Involvement of acis-element that binds an H2TF-l/NFxB like factor(s) in the virus-induced interferon-β gene expression

Interferon-beta (IFN-beta) gene is transcriptionally activated following virus infection of various cell types such as fibroblasts. In the previous studies, regulatory DNA sequences that mediate the virus-induced transcriptional activation have been identified within the 5'-flanking region (up to around -117 respect to the CAP site) of the human IFN-beta gene. The sequences contain binding sites (-100 to -61) for a transcriptional activator, IRF-1, the gene of which is also virus-inducible. In the present study, we focused on an additional cis-element, located between the IRF-1 binding sites and TATA box. Interestingly, the element coincides with the previously identified elements for the transcription factors H2TF-1 and NF kappa B. The element, when tandemly repeated, functions in activating the distal gene expression in either constitutive or virus-inducible manner depending on the cell type. The results suggest the importance of cooperation between IRF-1 and H2TF-1/NF kappa B-like factor in the maximal IFN-beta gene induction.

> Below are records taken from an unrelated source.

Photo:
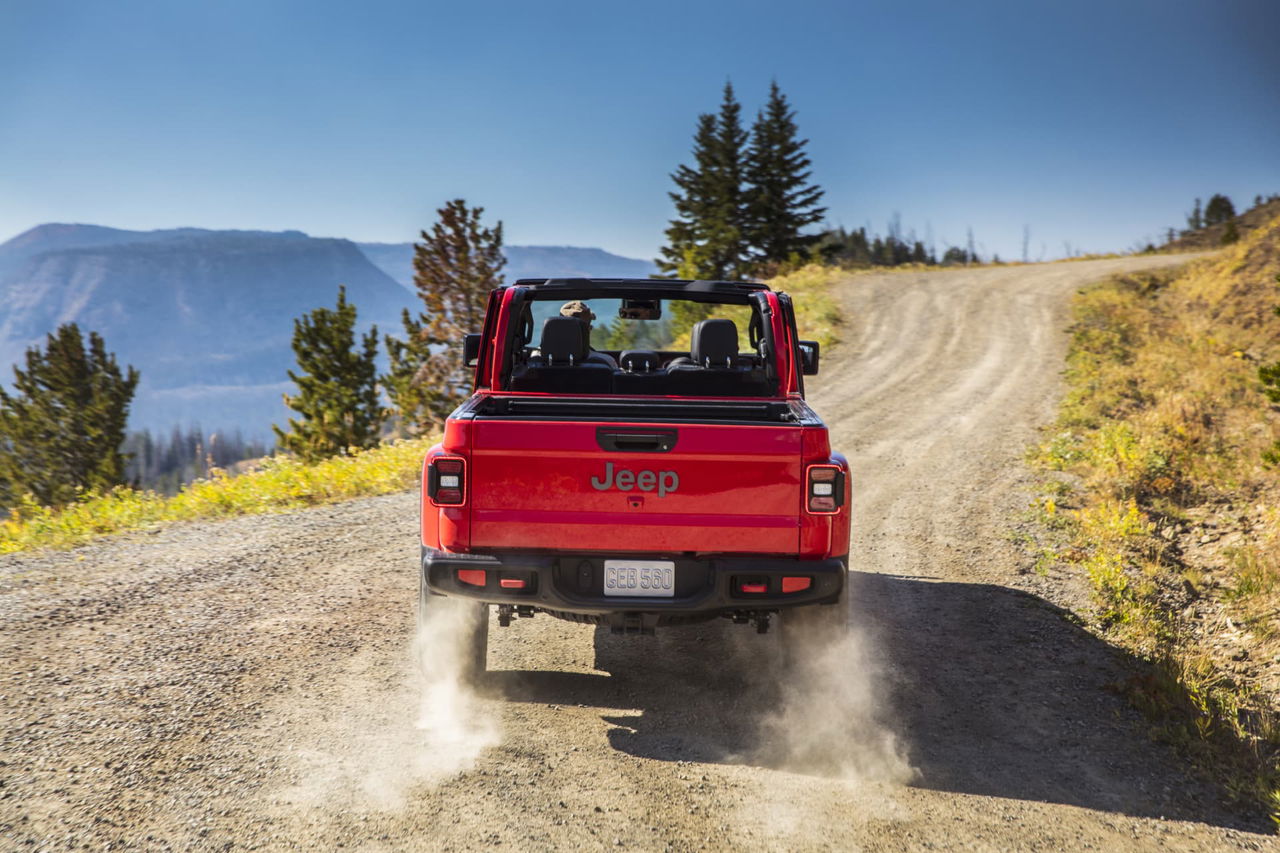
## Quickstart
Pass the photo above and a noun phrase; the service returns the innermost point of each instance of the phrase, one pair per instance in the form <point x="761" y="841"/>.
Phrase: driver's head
<point x="577" y="309"/>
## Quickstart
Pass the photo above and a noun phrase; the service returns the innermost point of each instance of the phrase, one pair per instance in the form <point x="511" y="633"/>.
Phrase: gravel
<point x="256" y="683"/>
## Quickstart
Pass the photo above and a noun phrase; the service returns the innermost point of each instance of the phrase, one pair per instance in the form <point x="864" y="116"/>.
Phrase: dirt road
<point x="251" y="683"/>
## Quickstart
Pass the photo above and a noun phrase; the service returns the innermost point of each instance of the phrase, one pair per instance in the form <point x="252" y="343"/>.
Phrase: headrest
<point x="563" y="340"/>
<point x="639" y="360"/>
<point x="713" y="343"/>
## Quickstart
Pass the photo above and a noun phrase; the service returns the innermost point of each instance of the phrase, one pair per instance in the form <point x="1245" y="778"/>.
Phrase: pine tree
<point x="707" y="240"/>
<point x="1230" y="235"/>
<point x="410" y="397"/>
<point x="456" y="267"/>
<point x="337" y="386"/>
<point x="1196" y="219"/>
<point x="781" y="200"/>
<point x="1219" y="210"/>
<point x="62" y="428"/>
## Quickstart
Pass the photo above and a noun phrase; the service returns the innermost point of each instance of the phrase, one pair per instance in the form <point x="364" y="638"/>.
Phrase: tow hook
<point x="507" y="611"/>
<point x="644" y="624"/>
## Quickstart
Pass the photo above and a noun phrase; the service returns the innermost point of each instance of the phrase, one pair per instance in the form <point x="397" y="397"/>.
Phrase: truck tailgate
<point x="635" y="488"/>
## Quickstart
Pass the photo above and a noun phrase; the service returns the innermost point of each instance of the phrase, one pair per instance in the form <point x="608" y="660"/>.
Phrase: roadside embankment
<point x="1160" y="492"/>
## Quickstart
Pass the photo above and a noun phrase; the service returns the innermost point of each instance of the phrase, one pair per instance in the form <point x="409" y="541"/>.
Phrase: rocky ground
<point x="257" y="683"/>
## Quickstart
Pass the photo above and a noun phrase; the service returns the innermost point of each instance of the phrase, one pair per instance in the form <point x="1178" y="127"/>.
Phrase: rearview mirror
<point x="640" y="310"/>
<point x="808" y="357"/>
<point x="471" y="350"/>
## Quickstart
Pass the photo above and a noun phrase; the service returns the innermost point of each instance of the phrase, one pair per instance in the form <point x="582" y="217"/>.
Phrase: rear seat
<point x="640" y="373"/>
<point x="562" y="365"/>
<point x="713" y="366"/>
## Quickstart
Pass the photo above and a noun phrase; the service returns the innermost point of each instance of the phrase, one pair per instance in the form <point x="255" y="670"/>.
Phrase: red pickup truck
<point x="636" y="452"/>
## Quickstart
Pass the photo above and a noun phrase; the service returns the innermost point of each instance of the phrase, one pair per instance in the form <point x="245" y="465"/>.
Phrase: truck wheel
<point x="467" y="617"/>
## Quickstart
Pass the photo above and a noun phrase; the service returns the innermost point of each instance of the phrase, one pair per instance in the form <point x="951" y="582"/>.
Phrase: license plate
<point x="654" y="578"/>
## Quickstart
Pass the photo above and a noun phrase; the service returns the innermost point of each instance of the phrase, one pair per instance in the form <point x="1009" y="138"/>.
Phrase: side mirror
<point x="808" y="357"/>
<point x="471" y="350"/>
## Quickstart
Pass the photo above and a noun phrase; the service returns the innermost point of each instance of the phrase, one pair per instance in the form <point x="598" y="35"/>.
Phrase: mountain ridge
<point x="208" y="314"/>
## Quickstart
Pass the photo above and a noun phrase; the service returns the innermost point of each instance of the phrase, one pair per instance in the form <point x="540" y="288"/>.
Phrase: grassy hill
<point x="1211" y="236"/>
<point x="1169" y="505"/>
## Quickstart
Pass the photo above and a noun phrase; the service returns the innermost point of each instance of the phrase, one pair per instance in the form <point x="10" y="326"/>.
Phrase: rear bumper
<point x="575" y="583"/>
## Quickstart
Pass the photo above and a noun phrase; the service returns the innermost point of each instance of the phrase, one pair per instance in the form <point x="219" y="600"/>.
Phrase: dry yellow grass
<point x="1174" y="519"/>
<point x="280" y="484"/>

Male sterility of transgenic mice carrying exogenous mouse interferon-beta gene under the control of the metallothionein enhancer-promoter.

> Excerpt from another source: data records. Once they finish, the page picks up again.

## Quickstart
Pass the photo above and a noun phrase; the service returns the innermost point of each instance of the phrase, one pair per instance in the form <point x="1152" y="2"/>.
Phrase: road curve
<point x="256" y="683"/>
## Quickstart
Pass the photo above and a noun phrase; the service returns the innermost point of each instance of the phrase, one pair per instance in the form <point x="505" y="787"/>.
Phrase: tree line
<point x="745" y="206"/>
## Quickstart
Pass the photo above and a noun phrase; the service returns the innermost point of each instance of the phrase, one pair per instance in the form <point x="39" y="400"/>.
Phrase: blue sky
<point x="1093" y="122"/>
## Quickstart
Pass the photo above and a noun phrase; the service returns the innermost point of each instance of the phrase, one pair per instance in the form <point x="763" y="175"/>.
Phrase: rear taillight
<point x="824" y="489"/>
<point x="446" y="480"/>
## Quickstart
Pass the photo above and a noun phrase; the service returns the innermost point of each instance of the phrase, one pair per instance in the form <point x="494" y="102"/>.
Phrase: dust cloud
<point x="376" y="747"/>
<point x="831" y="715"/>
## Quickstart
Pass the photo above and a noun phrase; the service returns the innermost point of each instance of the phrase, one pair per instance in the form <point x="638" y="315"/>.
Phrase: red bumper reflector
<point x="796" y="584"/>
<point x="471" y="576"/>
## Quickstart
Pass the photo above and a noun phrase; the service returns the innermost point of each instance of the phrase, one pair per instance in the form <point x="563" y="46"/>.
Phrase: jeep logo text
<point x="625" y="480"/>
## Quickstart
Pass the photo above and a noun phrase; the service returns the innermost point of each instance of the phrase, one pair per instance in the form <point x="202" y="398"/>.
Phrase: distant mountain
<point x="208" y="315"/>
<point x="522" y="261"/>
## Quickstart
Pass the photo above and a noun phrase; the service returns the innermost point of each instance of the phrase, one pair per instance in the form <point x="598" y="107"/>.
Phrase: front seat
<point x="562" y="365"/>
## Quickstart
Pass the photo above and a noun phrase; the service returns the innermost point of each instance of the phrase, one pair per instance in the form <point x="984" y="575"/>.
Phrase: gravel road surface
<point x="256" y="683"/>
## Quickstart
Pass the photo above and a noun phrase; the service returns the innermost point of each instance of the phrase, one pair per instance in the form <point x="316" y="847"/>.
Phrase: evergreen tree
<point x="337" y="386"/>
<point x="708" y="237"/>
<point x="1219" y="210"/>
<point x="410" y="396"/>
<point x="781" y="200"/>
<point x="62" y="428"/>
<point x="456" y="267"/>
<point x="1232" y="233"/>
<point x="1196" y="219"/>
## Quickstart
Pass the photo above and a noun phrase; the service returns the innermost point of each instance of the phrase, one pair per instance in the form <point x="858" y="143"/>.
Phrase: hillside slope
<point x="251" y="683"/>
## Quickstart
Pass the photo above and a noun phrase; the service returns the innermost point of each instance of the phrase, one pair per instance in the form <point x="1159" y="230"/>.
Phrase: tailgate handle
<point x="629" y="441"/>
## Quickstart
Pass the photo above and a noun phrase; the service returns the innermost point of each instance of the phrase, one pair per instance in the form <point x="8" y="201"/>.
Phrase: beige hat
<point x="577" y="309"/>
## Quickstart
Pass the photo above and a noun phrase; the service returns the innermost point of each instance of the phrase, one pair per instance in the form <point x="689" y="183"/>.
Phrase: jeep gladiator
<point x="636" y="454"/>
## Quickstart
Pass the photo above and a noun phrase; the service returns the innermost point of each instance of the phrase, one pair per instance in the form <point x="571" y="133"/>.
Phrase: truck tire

As an approach to elucidating the roles of interferon (IFN) in the normal physiology and diseases of animals, transgenic mice carrying extra mouse IFN-beta genes under the control of a mouse metallothionein I enhancer-promoter were constructed. Upon induction with Cd2+, IFN activity (15-430 IU/ml) was detected in the sera of six out of ten transgenic mouse lines so far obtained. Synthesis of mRNA of the transgene was observed in the liver, the testis and less abundantly in the brain. Interestingly, IFN mRNA was constitutively synthesized in the testis where substantial levels of IFN accumulated without heavy metal induction, whereas synthesis in the liver was mostly dependent on induction by CD2+. Since IFN activity in the serum also depended on heavy metal induction, the IFN in the serum may be produced mainly in the liver. All males expressing the IFN gene in the testis were found to be sterile. Testes were involuted and contained few mature sperm, and degeneration of spermatocytes and spermatids was observed. These findings suggest that high levels of IFN are harmful to spermatogenesis and can cause male sterility.

Evidence for a nuclear factor(s), IRF-1, mediating induction and silencing properties to human IFN-beta gene regulatory elements.

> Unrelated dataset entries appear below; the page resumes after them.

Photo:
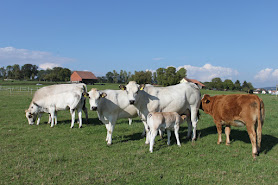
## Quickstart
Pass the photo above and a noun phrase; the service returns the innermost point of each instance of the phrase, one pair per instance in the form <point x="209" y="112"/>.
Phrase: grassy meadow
<point x="32" y="154"/>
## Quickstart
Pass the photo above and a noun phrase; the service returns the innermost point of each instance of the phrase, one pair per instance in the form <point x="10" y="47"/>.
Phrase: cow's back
<point x="176" y="98"/>
<point x="230" y="107"/>
<point x="116" y="103"/>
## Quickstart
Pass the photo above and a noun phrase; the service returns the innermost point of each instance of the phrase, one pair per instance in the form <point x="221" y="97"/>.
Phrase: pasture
<point x="32" y="154"/>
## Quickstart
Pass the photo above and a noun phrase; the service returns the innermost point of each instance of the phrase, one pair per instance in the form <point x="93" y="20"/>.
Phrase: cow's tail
<point x="261" y="117"/>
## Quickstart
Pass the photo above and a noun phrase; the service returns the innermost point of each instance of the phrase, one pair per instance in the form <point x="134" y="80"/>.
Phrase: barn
<point x="199" y="84"/>
<point x="86" y="77"/>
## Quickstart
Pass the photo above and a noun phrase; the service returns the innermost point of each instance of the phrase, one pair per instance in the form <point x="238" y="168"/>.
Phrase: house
<point x="199" y="84"/>
<point x="86" y="77"/>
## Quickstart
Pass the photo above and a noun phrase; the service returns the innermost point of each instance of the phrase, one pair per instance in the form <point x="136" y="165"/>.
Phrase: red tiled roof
<point x="86" y="75"/>
<point x="194" y="81"/>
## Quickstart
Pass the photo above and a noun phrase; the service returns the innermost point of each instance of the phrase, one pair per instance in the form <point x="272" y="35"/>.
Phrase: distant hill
<point x="269" y="88"/>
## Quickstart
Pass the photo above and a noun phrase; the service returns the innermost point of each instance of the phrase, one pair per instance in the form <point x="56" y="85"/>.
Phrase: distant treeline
<point x="31" y="72"/>
<point x="162" y="76"/>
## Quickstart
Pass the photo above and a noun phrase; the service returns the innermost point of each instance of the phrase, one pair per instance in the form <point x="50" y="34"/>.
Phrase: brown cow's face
<point x="206" y="103"/>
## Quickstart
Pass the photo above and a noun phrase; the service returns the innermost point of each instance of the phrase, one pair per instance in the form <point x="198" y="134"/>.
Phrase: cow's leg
<point x="55" y="117"/>
<point x="153" y="133"/>
<point x="252" y="136"/>
<point x="72" y="112"/>
<point x="259" y="135"/>
<point x="219" y="131"/>
<point x="194" y="120"/>
<point x="227" y="132"/>
<point x="176" y="130"/>
<point x="84" y="108"/>
<point x="52" y="114"/>
<point x="147" y="133"/>
<point x="80" y="117"/>
<point x="189" y="123"/>
<point x="169" y="136"/>
<point x="110" y="132"/>
<point x="107" y="130"/>
<point x="39" y="118"/>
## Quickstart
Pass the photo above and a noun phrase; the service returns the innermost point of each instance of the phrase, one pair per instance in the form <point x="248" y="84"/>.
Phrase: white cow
<point x="184" y="98"/>
<point x="164" y="120"/>
<point x="111" y="105"/>
<point x="51" y="99"/>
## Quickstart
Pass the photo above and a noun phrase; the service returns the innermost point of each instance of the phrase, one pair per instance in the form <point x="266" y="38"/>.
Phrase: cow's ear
<point x="35" y="104"/>
<point x="141" y="87"/>
<point x="122" y="87"/>
<point x="207" y="101"/>
<point x="85" y="94"/>
<point x="103" y="95"/>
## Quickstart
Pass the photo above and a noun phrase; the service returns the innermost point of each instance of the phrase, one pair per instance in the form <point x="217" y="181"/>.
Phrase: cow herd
<point x="159" y="108"/>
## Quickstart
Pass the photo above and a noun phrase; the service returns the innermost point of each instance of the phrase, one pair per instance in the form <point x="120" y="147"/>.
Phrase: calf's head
<point x="94" y="97"/>
<point x="31" y="113"/>
<point x="132" y="89"/>
<point x="206" y="103"/>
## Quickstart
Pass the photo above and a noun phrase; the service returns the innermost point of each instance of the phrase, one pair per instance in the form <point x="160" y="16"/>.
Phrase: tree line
<point x="218" y="84"/>
<point x="162" y="76"/>
<point x="31" y="72"/>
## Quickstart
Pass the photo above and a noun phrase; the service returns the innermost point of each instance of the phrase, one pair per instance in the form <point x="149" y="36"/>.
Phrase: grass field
<point x="32" y="154"/>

Transcription of the human interferon-beta (IFN-beta) gene is induced by a variety of agents such as viruses, dsRNA and some cytokines. In this study, we describe a nuclear factor, termed interferon regulatory factor-1 (IRF-1), that is involved in the transcription of IFN-beta and possibly other genes. We demonstrate that IRF-1 functions in virus-induced transcription by interacting with previously identified, IFN-beta regulatory DNA elements. Our data suggest that IRF-1 participates in the transient formation of an induction-specific complex(es) with the regulatory elements. IRF-1 may also be involved in silencing the function of the SV40 enhancer juxtaposed to the regulatory elements in uninduced cells.